Recovering the Wildness of Scripture

When I imagine this morning for Jesus, I think there must have been so much churning him. The Bible is such a juicy, earthy text, but I fear we have tamed it. What happens if we put our bodies into these waters?

Read Mark 1:1-12.

When I was a child, my dad would watch the weather forecast in the winter. When a good cold stretch was coming, he would take the hose out to our little backyard in southwest Detroit and he would cover the ground with water. He would go back out a few hours later and do it again. And then again. After a few days, my sister and I had our very own ice rink! For weeks, we would skate around the apple tree and picnic table.

My kids, who are now 11 and 8, know that apple tree. They’ve climbed it dozens of times. And they’ve eaten at that same, old picnic table. But they will never know what it feels like to skate around that yard. The days don’t stay cold long enough. The temperatures dip low and then suddenly there is a warm day. Just in the brief time between my childhood and theirs, you can see so many ways the climate has shifted. 

Climate change is all around us. We feel it in little ways like how we harvest the cherries in our yard a little earlier each year. And in the big ways, as so many beloveds are still without electricity, water, schooling, or homes in the wake of two raging hurricanes tearing from the shores through the mountains.

The rains fall harder. The snow comes less. Aqueducts are drying up. Fires spread rapidly. The air grows toxic. The songbirds are growing quiet. Mountain tops are being harvested. Topsoil is drifting away. Plastic fills the oceans. 

It’s too much. So many of us have already tasted climate catastrophe, and if we haven’t, we will soon. This loss lives in our bodies. There is reason to weep. And a collective need to hold it.

Witness the story shifting

It is in these moments of ache and grief and anxiety and dread and perhaps something a little too close to despair, that I open the Gospel these pages in Mark and see the story shift before my eyes.

I have to admit that I never found the story of Jesus’ baptism all that interesting. I understood it as crucial to the arc of the Gospel, but I think it a little dull and altogether weird. But suddenly in the context of an ongoing climate crisis, the geography and ecosystem of that time and place seem to rise off the page.

In this reading from Mark, Jesus is baptized into the Jordan. It is a transformational moment for him that shifts the course of his life. 

When I imagine this morning for Jesus, I think there must have been so much churning him. He has been witnessing since the day he was born the power of empire, the military might of Herod, and the economic injustice all around him. 

Vocation and spirit are rumbling in his belly. He’s listening. He has been moving more and more to the margins listening to his cousin John’s vision. 

Sand between his toes

As I read through the text, suddenly life begins to jump off the page—honey bees and grasshoppers, camels and wild birds, and the sound of the water touching the shore.  

John has found his way into community by being in relationship with the wilderness. He is living off the land … filling his belly with locusts and honey. 

And it is here in this place that Jesus takes off his shoes and puts his feet on the ground. He walks into the waters. Sand between his toes. He gets in the water. Fish swim around him and the wild birds fly overhead. Spirit is flowing … in this wild place. 

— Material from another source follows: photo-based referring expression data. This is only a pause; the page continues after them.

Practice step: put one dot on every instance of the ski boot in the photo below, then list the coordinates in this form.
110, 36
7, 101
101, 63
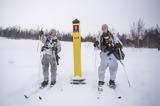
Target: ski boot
112, 84
44, 84
52, 83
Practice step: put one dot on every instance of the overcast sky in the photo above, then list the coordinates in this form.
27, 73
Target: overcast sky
58, 14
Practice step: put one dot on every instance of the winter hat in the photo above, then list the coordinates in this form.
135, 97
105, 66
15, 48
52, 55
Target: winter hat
105, 26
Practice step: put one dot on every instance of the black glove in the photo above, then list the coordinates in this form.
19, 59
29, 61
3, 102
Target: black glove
44, 47
96, 44
41, 32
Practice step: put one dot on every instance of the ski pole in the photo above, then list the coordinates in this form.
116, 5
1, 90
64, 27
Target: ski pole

And then in the brief verse at the end Jesus decides to go even deeper into the wilderness to live among the wild animals as he lets all that is churning move into the next moments of his life. 

The Bible is such a juicy, earthy text, but I fear we have tamed it. How could we look at these readings to recover the wildness that has been stripped from the pages?

Jesus is constantly in relationship to the watershed to which he belongs. The stories take place in rivers and seas and up in the mountains. In fact, I sometimes wonder if we know the names of Jesus’s landscape better than we know our own. The stories are full of fish and bread and wheat and grapes and donkeys and palms and seeds. These are not metaphors, they are the living, breathing reality of the disciples’ lives.

Re-wilding our theologies

If Jesus lived in your place and in this moment, what water would Jesus be baptized into? What wild bird would descend? How do we let the power of our places enter our sanctuaries more fully? How do we re-wild our theologies? How do we get baptized into our watersheds? How do we re-know ourselves as creatures on this sweet earth? 

And how does bringing creation back into focus in our readings of the sacred text change the ways we are in relationship to our own watersheds in this very particular moment?

Jimmy Boggs who was a labor organizer in Detroit said that “Revolutions are made out of love for people and for place.” If we love our neighbors and fall head over heels for the oak trees and the wild raspberries then we will build a revolution. What happens if we put our bodies into these waters? I believe that is what happened when Jesus walked into those waters that day. He was falling in love with the people and the place…and a revolution began.

So, dear friends, let us feel this invitation—to move to the margins, to take off our shoes and feel the ground, to fill our bodies with good earth, and to step into these troubling waters. May we fall deeply in love with this wild world of which we are a part. And may that put us on the risky and beautiful road of discipleship.